Vor diesem Hintergrund untersuchen Baltensperger und Kugler Fragen wie die nach den Konsequenzen der Wahl des Wechselkurssystems. Ein fixer Wechselkurs wie unter dem klassischen Goldstandard oder der frühen Phase des Bretton-Woods-Systems hat erhebliche Vorteile, erfordert aber in hohem Masse internationale Koordination. Weil das unter Umständen eine schwer zu erfüllende Anforderung ist, kann die Bewahrung geldpolitischer Souveränität Vorteile bringen. Die Autoren ziehen hier den Vergleich zwischen der Lateinischen Münzunion des 19. Jahrhunderts (hier lernt man, wie eine Währungsunion unter einem metallischen Standard funktioniert) und der Europäischen Währungsunion.
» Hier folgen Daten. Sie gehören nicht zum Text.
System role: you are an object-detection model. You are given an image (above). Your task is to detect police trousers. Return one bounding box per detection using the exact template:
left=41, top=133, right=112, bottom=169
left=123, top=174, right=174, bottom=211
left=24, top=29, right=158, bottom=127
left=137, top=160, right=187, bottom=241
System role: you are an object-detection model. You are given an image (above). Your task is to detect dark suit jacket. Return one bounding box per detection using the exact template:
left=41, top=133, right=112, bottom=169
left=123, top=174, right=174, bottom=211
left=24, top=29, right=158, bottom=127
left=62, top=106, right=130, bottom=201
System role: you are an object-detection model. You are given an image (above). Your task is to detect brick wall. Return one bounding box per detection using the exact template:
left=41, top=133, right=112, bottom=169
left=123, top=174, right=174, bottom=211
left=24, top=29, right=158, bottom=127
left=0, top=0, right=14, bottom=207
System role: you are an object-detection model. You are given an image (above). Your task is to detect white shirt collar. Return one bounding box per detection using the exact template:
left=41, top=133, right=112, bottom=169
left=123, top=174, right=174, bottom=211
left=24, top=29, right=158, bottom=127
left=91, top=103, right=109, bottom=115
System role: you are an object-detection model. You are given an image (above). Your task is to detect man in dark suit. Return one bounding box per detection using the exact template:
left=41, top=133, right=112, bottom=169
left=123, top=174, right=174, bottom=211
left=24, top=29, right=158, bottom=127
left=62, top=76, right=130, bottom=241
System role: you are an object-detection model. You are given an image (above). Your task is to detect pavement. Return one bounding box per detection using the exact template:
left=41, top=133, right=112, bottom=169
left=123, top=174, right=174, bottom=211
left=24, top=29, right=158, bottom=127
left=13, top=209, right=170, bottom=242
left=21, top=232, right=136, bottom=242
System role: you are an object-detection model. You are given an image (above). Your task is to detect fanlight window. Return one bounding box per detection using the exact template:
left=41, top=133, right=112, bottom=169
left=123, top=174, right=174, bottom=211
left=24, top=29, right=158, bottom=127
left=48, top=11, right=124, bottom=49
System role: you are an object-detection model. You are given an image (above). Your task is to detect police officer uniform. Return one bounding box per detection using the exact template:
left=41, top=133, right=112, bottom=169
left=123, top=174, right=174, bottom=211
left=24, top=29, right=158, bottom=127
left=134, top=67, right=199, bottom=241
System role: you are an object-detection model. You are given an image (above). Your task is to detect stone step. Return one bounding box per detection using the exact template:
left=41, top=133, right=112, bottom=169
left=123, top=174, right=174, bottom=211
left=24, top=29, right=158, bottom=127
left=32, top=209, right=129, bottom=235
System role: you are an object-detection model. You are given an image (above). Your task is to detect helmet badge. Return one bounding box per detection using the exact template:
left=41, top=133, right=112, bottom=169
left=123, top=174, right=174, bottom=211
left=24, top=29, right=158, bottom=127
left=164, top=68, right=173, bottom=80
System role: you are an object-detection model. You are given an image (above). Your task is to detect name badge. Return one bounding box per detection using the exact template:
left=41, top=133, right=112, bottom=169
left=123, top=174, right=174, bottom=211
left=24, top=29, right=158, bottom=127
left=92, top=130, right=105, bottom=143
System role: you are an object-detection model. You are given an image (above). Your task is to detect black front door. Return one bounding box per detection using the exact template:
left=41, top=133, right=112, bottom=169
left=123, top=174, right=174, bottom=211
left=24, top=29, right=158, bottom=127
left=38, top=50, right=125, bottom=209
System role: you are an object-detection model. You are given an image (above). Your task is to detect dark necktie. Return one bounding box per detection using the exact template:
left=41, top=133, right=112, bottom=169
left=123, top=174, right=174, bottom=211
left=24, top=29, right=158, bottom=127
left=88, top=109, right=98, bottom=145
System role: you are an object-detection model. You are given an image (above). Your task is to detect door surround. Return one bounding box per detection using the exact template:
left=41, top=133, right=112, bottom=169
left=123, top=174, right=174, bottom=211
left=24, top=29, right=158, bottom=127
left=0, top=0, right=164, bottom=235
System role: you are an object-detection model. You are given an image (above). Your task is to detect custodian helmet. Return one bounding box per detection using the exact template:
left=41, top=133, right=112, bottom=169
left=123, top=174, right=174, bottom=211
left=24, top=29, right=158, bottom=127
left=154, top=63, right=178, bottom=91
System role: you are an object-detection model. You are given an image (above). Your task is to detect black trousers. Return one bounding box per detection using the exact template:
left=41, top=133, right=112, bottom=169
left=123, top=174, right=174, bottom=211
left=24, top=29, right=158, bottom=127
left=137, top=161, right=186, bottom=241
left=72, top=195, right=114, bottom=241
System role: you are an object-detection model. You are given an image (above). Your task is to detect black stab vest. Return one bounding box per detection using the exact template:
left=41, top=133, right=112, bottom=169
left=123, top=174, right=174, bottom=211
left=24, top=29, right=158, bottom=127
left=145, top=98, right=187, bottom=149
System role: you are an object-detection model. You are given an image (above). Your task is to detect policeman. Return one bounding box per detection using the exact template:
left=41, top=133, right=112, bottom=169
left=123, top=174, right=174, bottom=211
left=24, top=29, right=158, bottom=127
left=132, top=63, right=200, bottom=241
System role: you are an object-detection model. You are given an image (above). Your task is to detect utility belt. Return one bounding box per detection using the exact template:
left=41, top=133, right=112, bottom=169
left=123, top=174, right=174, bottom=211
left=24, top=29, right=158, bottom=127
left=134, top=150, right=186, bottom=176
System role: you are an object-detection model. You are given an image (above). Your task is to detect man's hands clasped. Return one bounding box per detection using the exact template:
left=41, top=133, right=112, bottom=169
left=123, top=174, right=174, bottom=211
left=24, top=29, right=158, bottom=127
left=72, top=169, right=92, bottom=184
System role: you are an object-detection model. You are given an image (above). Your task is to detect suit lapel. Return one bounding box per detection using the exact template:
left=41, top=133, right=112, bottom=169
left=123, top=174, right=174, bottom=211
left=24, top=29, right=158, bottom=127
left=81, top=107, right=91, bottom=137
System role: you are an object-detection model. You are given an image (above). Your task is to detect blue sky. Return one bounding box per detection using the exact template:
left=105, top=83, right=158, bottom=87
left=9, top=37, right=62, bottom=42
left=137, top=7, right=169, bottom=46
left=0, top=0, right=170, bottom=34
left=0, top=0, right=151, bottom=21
Ein weiterer Schwerpunkt der Untersuchung liegt in der Organisation des Geldangebots. Wie funktioniert ein Währungssystem ohne Zentralbank und was ist die Bedeutung von Konkurrenz in der Geldversorgung? Ohne nationale Währung (vor 1850) war es die Entscheidung der einzelnen Banken, welche Währungsbasis man wählt – eines der wenigen Beispiele für die von Hayek vorgeschlagene Währungskonkurrenz. Damit stellt das die Geldgeschichte der Schweiz einen idealen Fall da, solche Ideen zu untersuchen. Die Free-Banking-Phase (bis 1881) wird in der Literatur unterschiedlich interpretiert: Auf der einen Seite ist die zur Debatte stehende Periode durch relative Stabilität gekennzeichnet (wobei die Frage nach der Kausalität offenbleibt), auf der anderen Seite ist ein solches System intransparent, schwerfällig und daher nicht in der Lage, den Anforderungen einer sich modernisierenden Volkswirtschaft gerecht zu werden. Zentralbankgründungen in einer Vielzahl von Volkswirtschaften im Verlauf des 19. Jahrhunderts legen nahe, dass die Zentralisierung der Geldversorgung Vorteile brachte, namentlich mehr Stabilität und Effizienz, vor allem aber die Sicherstellung eines Kreditgebers in letzter Instanz – dies war auch für die Schweiz der Fall, wie die Autoren zeigen.

Was bestimmt überhaupt den «Erfolg» einer Währung? Als vielleicht wichtigste Lehre aus dem Fall der Schweiz weisen Baltensperger und Kugler auf die Bedeutung der Interaktion zwischen der Stabilität des politischen Systems und der verschiedenen Komponenten der Wirtschaft hin. Damit verbunden ist die Entstehung der schweizerischen «Niedrigzinsinsel»: Während der Schweizer Franken im 19. Jahrhundert eher «normal» war, markiert der Erste Weltkrieg den Wendepunkt zu einer Safe-Haven-Währung. Baltensperger und Kugler diskutieren schliesslich die eher geringe Bedeutung des Finanzsektors für die wirtschaftliche Entwicklung der Schweiz im Verlauf des 19. Jahrhunderts. Die Autoren schlussfolgern, dass auch für den wachsenden Erfolg des Finanzsektors die politische und wirtschaftliche Stabilität eine Voraussetzung war.

Zitierweise:
Woitek, Ulrich: Rezension zu: Baltensperger, Ernst; Kugler, Peter: Swiss Monetary History since the Early 19th Century, Cambridge 2017. Zuerst erschienen in: Schweizerische Zeitschrift für Geschichte 71 (1), 2021, S. 185-186. Online: <https://doi.org/10.24894/2296-6013.00080>.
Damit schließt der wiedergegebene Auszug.